L'église de Montaigu, minuscule, mais claire et chaleureuse, est pleine de monde.

Une enfant aux yeux bleus - les yeux bleus qu'ont tous les enfants de cette famille du village - une enfant d'un enfant du pays donc, est habillée d'une robe en soir blanche qui bouffe autour de sa couche. Et tout les familiers de ce coin perdu du Jura sont venus dirait-on l'accompagner jusqu'à l'autel.

Mon parrain, ma marraine s'avancent, et tout athées qu'ils sont promettent de me servir de guides. Ma mère se surprend à être émue elle aussi.
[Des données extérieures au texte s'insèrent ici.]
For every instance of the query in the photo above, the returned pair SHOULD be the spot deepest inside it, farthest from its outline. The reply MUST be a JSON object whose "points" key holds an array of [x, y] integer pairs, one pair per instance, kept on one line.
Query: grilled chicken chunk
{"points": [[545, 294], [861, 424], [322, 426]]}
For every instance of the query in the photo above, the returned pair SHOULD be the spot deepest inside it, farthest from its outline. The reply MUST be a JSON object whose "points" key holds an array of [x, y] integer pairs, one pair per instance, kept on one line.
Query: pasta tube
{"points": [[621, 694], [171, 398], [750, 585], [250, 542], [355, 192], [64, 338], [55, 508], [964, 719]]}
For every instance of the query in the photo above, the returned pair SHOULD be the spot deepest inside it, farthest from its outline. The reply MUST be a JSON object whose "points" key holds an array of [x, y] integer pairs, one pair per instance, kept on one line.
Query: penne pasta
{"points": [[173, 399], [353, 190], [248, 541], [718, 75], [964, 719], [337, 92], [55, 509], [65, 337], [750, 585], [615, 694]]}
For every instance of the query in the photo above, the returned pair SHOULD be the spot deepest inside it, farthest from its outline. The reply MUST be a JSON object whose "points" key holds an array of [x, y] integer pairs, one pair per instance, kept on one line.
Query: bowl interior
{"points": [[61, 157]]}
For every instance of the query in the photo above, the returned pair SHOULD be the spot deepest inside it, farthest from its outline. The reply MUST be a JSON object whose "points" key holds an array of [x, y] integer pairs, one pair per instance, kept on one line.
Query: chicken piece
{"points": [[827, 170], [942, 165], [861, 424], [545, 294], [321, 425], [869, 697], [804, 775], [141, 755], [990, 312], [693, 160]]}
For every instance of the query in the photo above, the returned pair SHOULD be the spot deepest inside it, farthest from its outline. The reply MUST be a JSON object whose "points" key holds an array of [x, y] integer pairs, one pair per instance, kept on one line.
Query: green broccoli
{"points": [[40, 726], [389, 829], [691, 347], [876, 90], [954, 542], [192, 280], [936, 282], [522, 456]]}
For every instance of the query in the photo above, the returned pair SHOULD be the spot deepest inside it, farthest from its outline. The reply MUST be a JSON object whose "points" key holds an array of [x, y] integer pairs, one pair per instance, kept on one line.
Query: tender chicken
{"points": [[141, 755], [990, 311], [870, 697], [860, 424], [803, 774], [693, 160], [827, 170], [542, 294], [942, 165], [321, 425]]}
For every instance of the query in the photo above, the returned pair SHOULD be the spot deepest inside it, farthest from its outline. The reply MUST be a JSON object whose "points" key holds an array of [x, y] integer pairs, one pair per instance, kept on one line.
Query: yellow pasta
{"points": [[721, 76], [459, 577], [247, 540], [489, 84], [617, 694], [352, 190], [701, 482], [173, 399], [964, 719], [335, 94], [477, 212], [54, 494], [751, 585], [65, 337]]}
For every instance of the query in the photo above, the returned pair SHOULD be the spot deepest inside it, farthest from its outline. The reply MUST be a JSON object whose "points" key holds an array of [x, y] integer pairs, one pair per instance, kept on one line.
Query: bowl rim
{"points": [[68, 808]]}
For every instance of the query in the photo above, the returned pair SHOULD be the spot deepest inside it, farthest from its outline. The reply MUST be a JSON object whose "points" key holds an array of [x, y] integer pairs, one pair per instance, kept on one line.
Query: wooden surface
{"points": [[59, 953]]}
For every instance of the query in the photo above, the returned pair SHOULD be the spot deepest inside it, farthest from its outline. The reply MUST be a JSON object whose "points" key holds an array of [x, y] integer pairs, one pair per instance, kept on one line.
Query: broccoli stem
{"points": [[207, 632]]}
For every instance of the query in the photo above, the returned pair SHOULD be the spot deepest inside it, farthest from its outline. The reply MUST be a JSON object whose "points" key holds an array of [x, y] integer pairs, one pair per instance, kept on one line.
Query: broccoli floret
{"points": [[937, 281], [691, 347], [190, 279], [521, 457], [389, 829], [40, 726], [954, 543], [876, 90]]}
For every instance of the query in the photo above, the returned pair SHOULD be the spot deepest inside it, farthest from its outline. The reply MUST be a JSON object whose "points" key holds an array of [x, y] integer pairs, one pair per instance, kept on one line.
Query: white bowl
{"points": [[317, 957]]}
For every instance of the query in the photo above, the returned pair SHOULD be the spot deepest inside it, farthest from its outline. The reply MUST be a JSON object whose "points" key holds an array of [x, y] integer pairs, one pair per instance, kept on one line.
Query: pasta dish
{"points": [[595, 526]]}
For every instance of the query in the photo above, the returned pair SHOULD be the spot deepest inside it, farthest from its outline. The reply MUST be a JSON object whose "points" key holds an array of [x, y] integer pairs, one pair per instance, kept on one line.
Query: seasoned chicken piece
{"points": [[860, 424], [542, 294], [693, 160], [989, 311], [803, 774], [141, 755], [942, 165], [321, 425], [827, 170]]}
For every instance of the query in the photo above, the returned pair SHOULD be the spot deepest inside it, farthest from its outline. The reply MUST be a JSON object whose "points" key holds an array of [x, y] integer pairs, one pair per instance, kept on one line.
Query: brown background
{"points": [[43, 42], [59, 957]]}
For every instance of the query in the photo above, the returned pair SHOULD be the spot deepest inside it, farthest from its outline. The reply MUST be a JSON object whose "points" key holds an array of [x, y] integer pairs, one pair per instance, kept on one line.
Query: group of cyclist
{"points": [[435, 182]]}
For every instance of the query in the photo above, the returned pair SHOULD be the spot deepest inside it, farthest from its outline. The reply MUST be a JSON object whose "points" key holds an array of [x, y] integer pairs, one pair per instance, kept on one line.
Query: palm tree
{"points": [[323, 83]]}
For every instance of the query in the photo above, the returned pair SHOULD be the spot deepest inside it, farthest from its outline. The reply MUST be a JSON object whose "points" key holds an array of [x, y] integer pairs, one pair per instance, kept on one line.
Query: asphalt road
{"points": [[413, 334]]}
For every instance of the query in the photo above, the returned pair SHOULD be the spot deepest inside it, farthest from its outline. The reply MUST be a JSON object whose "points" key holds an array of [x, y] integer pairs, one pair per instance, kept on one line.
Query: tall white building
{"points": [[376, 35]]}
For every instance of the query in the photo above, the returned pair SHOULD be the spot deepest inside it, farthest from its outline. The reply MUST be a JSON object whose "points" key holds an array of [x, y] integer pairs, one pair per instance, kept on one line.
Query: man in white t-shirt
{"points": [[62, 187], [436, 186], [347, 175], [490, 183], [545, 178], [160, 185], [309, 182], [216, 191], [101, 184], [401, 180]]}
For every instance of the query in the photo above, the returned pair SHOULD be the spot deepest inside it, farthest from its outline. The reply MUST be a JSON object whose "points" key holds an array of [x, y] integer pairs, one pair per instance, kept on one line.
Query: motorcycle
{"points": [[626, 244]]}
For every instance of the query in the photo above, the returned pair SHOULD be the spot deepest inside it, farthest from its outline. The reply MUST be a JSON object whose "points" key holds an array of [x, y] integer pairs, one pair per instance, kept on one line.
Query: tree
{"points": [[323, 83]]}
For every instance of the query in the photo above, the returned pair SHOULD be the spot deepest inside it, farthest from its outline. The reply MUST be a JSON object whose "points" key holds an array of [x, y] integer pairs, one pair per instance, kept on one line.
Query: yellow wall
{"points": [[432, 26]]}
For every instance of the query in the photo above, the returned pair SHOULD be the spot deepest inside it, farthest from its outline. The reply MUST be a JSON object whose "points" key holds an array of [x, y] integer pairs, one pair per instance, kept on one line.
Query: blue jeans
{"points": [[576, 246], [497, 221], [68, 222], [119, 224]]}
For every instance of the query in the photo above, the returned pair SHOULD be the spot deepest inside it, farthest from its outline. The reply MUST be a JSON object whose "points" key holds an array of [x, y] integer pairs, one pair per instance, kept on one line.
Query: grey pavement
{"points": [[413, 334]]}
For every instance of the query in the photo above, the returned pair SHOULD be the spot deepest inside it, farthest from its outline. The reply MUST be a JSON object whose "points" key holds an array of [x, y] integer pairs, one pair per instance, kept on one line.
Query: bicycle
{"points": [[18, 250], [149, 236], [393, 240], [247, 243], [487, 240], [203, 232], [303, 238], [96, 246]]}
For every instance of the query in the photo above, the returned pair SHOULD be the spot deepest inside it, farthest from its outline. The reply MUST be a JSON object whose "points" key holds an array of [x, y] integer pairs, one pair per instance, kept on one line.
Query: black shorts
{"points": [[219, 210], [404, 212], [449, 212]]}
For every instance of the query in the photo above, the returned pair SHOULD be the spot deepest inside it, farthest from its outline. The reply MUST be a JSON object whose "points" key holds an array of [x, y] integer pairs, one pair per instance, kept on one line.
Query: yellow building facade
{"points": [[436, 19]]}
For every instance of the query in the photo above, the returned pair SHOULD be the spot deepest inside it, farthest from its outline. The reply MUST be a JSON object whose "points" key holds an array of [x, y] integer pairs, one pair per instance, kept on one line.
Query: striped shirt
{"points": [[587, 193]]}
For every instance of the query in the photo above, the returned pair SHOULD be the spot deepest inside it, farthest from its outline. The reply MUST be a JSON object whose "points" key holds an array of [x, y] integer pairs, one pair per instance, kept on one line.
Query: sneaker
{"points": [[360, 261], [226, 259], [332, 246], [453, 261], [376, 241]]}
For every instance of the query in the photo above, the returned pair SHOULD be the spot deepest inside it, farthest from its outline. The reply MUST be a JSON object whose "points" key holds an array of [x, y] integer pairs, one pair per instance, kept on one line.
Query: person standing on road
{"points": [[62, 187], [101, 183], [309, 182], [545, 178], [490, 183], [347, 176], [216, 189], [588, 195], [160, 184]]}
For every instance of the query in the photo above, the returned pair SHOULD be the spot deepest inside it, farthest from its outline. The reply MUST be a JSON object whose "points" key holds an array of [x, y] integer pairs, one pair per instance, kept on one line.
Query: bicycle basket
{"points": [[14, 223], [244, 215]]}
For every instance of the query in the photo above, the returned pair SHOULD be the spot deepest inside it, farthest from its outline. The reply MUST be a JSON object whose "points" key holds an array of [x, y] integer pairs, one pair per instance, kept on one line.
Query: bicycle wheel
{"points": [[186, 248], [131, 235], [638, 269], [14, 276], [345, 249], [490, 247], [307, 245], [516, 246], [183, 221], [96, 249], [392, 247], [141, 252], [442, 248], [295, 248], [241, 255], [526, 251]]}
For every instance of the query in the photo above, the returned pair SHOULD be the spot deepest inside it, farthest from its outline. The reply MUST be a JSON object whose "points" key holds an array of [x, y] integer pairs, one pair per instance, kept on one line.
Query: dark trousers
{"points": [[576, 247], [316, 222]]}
Mon père, et avec lui ses parents, sont gonflés de la joie lumineuse de leur foi. Le moment où je souris de la main mouillée du prêtre sur mon crâne est une grâce pure.

Plus tard, bien plus tard dans la nuit, une enfant de deux ans et demi s'éveille en hurlant "Oui je le rejette ! Oui je le rejette !". Je suis glissante de sueur. Trop d'émotions, trop de grandeur, pour un si petit être.

C'est l'église où j'ai été baptisée, celle où j'ai reçu ma communion. Quand je m'imaginais me marier, c'était là. C'est celle où j'enterre mes morts. C'est la seule que je fréquente, rarement, pour y entendre le chant de mon grand-père. Il y a des souvenirs autour de ces murs, de quand on allait chercher le Père Noël, minots, puis quand on avait grandit et qu'on bernait à notre tour les plus petits, pendant que les adultes plaçaient les cadeaux.

Les lieux nous marquent. Là où ça compte pour moi, même agnostique, lointaine et absente, je suis une enfant de la petite église de Montaigu.